One of my heroes is the late Studs Terkel, the great oral historian. It was important to him to get people to tell their stories, because, he said, “We live in the United States of Alzheimer’s. People have forgotten their own history.”
Sometimes I tell a story more than once, forgetting that I’ve told it before, especially when I’m talking to my children. I try to remember to say, “Stop me if I’ve already told you this,” because I know from listening to my own mother how annoying it is to sit through a story you’ve heard before, pretending to be surprised at the punch line. Well, actually, it’s only annoying if you remember the story, and this is one reason why old folks should hang out together. When I tell my old friend Bill a story for the second time, it doesn’t matter because he’s completely forgotten the story. This is called “beginner’s mind.”
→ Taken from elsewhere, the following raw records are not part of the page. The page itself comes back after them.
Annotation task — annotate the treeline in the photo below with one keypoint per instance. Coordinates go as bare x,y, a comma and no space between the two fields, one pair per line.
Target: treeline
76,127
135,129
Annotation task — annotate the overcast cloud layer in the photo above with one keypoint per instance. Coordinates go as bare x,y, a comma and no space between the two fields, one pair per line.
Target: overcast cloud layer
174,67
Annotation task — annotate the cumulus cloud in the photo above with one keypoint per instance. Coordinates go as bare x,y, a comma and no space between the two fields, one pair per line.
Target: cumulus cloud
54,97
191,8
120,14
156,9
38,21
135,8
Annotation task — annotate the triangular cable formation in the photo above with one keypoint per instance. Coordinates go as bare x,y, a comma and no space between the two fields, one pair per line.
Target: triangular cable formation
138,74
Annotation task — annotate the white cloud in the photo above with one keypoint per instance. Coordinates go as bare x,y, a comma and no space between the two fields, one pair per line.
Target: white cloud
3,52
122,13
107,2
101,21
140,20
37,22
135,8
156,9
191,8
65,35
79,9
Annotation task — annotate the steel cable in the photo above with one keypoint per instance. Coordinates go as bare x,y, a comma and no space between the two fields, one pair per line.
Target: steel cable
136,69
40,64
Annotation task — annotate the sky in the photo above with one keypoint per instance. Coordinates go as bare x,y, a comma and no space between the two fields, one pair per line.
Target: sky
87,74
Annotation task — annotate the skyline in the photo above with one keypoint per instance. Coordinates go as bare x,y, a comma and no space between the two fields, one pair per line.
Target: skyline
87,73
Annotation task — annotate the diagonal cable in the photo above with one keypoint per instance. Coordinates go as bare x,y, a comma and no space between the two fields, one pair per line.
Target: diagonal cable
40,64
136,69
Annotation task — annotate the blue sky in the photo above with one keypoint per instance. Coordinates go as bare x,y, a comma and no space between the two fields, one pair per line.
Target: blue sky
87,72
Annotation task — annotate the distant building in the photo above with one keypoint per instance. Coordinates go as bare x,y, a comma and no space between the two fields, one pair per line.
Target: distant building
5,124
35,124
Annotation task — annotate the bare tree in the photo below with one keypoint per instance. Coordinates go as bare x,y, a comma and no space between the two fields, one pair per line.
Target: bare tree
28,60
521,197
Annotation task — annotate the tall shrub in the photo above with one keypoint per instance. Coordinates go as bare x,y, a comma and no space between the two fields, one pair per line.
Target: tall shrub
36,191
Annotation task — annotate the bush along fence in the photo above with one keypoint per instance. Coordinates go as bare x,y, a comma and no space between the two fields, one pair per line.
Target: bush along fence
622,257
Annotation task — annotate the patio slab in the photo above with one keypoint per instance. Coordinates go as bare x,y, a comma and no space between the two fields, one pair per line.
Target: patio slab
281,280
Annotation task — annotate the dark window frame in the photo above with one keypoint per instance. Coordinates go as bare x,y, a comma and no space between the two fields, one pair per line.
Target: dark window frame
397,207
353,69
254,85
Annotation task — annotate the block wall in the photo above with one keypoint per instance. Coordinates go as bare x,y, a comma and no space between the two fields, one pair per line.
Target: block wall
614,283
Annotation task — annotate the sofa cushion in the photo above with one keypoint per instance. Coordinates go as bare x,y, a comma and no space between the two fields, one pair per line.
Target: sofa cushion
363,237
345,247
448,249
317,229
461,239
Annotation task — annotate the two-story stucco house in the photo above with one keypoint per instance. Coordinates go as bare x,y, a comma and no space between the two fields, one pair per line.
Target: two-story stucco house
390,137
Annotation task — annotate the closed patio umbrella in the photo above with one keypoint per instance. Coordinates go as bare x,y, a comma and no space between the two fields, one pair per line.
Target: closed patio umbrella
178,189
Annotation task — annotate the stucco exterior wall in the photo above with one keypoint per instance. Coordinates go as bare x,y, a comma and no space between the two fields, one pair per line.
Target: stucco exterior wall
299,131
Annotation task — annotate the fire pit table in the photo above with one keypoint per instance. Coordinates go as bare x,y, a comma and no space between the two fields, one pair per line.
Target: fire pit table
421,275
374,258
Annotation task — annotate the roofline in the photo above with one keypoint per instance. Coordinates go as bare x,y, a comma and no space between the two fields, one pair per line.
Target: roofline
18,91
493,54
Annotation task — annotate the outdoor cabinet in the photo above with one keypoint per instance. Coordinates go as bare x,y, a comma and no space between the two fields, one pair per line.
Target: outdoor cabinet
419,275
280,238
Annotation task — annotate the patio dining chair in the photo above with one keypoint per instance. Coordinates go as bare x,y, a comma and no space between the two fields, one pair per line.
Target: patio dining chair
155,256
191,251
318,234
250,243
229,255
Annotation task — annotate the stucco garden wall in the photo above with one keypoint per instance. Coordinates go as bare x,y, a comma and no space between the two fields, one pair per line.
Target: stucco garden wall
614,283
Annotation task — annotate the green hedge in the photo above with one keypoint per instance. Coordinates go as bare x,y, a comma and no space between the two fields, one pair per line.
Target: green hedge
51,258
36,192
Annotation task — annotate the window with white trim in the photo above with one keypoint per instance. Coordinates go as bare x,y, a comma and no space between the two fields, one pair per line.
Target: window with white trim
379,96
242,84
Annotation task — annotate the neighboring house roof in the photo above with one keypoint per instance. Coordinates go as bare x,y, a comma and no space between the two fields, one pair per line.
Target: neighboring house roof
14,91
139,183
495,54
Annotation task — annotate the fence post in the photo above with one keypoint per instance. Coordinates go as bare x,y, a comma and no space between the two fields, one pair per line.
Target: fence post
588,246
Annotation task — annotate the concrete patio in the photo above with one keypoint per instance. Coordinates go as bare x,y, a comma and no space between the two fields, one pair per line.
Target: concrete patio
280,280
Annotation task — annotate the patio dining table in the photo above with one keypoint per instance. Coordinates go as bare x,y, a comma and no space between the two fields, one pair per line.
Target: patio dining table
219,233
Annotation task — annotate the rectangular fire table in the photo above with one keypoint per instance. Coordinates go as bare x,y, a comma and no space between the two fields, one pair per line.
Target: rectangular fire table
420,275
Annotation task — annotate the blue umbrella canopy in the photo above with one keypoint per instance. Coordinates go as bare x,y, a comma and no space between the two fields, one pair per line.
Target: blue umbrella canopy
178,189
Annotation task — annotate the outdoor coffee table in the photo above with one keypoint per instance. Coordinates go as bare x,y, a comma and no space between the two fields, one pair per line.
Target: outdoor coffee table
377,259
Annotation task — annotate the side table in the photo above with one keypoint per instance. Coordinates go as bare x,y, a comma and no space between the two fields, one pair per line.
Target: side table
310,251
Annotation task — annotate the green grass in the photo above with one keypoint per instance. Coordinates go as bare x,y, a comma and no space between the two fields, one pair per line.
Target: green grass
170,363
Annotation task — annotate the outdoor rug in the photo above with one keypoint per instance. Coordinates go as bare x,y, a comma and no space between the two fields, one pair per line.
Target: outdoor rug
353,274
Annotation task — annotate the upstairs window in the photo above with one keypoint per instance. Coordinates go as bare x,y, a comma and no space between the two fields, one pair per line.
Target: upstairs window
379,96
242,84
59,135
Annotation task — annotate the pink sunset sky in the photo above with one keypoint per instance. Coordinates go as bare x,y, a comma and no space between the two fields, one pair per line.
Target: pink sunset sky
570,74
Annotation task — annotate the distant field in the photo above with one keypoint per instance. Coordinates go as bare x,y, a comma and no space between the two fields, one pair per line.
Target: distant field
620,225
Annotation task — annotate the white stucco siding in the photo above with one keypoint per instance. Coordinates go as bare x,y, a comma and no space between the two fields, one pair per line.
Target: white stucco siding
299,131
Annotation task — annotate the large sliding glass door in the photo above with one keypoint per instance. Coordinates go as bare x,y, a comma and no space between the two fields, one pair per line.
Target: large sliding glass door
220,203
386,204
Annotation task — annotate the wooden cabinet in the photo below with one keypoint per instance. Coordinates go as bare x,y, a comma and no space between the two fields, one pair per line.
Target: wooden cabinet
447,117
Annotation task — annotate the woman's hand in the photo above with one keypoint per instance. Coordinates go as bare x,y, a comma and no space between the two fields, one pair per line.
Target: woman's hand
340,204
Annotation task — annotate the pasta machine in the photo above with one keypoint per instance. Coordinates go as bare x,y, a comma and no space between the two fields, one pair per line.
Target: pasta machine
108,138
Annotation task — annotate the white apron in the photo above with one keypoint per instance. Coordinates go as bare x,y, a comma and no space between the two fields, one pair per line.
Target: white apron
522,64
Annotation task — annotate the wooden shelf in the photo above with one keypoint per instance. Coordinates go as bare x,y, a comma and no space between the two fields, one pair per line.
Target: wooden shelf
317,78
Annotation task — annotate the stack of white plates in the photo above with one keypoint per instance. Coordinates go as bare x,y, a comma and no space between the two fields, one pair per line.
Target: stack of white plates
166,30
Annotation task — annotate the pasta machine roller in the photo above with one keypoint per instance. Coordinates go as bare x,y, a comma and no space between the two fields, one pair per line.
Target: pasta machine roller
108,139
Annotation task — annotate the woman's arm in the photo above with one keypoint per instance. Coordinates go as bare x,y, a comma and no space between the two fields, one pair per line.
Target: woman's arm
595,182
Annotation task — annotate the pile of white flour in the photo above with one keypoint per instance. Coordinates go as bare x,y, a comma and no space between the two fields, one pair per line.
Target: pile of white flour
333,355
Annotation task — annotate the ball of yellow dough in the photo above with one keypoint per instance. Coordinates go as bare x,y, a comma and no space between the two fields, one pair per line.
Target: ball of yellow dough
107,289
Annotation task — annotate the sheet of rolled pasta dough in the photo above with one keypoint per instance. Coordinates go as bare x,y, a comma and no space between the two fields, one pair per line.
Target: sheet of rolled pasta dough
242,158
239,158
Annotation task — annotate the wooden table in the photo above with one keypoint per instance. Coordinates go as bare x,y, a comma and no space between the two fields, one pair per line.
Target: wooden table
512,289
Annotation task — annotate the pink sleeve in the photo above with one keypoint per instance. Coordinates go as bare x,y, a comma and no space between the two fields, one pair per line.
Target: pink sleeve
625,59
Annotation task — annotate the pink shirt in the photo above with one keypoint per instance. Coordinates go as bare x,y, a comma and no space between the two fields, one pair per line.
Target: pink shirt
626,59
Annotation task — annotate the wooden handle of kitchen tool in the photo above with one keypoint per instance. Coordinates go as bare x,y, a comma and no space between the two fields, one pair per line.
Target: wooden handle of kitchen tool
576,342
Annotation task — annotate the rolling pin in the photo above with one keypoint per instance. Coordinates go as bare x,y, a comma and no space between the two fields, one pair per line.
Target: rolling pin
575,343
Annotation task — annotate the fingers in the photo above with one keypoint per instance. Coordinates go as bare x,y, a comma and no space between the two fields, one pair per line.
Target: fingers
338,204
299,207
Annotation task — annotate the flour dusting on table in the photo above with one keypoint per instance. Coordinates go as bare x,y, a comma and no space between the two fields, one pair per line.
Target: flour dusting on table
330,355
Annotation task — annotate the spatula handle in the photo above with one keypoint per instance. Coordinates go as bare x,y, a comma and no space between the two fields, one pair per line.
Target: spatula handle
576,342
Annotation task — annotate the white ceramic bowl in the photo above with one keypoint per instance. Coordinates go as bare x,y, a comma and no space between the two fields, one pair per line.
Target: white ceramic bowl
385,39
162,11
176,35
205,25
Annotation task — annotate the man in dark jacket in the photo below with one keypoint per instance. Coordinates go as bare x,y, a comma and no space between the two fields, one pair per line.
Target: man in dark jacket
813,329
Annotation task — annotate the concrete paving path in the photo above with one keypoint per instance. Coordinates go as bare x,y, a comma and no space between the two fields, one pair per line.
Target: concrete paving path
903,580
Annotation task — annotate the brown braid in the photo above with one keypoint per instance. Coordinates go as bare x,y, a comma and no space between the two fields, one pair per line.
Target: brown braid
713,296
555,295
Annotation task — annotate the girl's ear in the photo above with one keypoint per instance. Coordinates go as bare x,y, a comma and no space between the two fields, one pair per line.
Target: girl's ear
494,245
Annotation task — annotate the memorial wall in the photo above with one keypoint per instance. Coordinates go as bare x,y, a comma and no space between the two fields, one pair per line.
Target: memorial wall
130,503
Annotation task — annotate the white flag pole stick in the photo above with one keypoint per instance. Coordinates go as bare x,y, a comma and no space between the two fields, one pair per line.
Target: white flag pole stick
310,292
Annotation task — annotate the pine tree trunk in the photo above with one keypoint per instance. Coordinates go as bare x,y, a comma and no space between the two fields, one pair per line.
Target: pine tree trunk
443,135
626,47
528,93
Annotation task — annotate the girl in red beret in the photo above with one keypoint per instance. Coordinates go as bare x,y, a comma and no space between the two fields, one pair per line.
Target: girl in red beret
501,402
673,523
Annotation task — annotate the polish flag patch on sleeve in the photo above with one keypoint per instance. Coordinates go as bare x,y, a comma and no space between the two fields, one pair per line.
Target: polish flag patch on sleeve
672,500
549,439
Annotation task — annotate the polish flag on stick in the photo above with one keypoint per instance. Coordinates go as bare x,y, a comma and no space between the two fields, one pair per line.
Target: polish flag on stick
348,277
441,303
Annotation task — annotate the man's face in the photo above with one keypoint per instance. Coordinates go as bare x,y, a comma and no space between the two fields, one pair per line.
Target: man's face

Needless to say, I also remember terrible things, mistakes I made long ago. I remember throwing a wooden clog across the living room at a man I loved (and missing, fortunately). I remember crouching in the hall closet behind all the coats, with the door closed, so my children wouldn’t hear me weeping.
Memory is plastic. What I remember isn’t necessarily what happened, and how I remember it changes, depending on my changing focus of attention.
The body memories, like how you button a button, seem to be the last to go. A longtime dharma sister has advanced Alzheimer’s and is no longer able to come to the Zen center to practice. But she did come, for a long time after she’d forgotten how to manage her life. Someone from the sangha would pick her up at home and bring her to morning zazen (Zen meditation). She didn’t know where she was going or why, or who was helping her. She had to be guided from the car to the Zen center, and she had to be helped into her priest’s robes. But once she was inside the zendo (meditation hall), the forms of her thirty-five years of practice were held in her body. I was moved to see how, during service, she was right on track, manifesting dignity and devotion. She recited the Heart Sutra from memory along with everyone else, she bowed when it was time to bow, and she exited the zendo when her turn came, greeting the abbot with a gassho on her way out. Outside the zendo she was lost again.